As the demand side of the market matures, companies that cannot deliver the technology to enable those processes may be squeezed out. While the representatives of all three established market players Biometric Update spoke to said they can see more competition among digital identity suppliers, they all express confidence in their position, and suggest that the new entrants to the space are not yet threatening their market share.
“You tier out the competition pretty quickly where you see some of the traditional companies that are in the space alongside us,” Trilli explains. “The newer folks we don’t run into other than there’s lots of research and planning, and lots of proof of concepts, and I think potentially they participate in those, and they’re not hitting mainstream. I’m not saying that’s good or bad, they’re just not yet on our radar. We hear of them, we just don’t hear of adoption. We hope they bring great technology, and we hope they partner, you know form a nice solution that can push the market up in terms of adoption.”

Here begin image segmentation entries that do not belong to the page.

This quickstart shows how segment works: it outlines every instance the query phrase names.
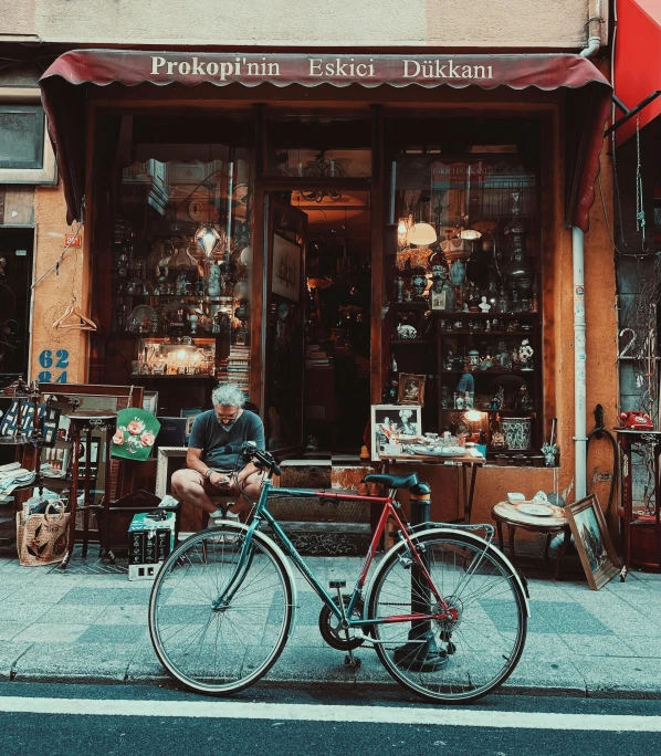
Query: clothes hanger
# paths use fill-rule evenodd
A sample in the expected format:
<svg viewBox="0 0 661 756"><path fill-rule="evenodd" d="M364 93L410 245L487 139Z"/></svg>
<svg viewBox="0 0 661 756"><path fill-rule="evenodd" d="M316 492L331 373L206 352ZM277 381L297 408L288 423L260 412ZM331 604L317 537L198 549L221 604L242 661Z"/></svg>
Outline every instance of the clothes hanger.
<svg viewBox="0 0 661 756"><path fill-rule="evenodd" d="M67 323L70 318L74 318L71 323ZM91 321L88 317L83 315L83 313L76 307L75 296L71 297L71 304L64 313L53 323L53 328L73 328L75 330L96 330L96 323Z"/></svg>

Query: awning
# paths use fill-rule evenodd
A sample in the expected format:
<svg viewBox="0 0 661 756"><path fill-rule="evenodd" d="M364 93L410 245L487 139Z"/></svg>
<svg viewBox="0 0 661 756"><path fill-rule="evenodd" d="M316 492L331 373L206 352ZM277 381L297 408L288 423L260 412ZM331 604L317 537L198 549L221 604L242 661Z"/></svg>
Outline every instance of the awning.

Algorithms will continue to improve as more customers are onboarded and more transactions are processed. Anti-spoofing technology will continue to develop, as companies attempt to stay ahead of the latest attack techniques. The biggest changes coming to digital identity solutions will be more about user experience, though, according to Raval.

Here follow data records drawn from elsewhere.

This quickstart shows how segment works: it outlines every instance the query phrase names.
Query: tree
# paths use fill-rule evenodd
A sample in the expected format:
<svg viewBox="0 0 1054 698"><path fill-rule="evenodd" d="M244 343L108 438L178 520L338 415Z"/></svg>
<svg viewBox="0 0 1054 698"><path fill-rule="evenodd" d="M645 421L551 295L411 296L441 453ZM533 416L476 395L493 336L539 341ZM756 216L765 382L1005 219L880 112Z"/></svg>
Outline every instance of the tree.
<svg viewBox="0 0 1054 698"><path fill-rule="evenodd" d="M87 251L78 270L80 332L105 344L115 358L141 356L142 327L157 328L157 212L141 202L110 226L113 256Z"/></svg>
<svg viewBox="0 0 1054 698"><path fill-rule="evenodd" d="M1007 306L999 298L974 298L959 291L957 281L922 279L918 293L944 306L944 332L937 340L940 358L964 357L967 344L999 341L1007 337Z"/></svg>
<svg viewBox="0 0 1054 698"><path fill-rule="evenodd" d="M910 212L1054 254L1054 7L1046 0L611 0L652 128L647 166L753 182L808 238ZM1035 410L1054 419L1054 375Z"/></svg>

“In this space, the next step in terms of identity verification is simplifying the technology of how biometrics are going to be used,” he says.
Marsal says something similar. “I think we’re still at an early step in how biometrics get tied into this whole process. At the end of the day the challenge that we have is to prove that you are who you claim to be in a digital setting where we don’t have the benefit of an in-person interaction.”
Trilli notes that constant changes to fraud techniques requires as many data sharing partnerships as possible to stay ahead of attacks.
He draws a comparison: “Some of the ecommerce behavioural fraud companies have interactive data sharing models where they can learn from each other. Same kind of space; we just need to work collaboratively on the next emerging technology threats, with respect to fraud, and I think at the biometric level you see lots of opportunities for people to challenge those systems.”
That challenge will never end. The method for how businesses will prove the identity of their customers remotely well into the future may already be here.
“The world doesn’t need to wait for a federated digital identity solution to mature,” Marsal asserts. “There is a very reliable and secure method today that brings what works in the physical world, the government issued ID document, into the digital world. Then with the biometric of the very advanced facial match ties it to the person. It’s a solution that can help both with compliance reducing financial risk, and improving user experiences to really delighting customers. It’s available today and we believe it will be the de facto standard for identity verification in digital channels for many more years.”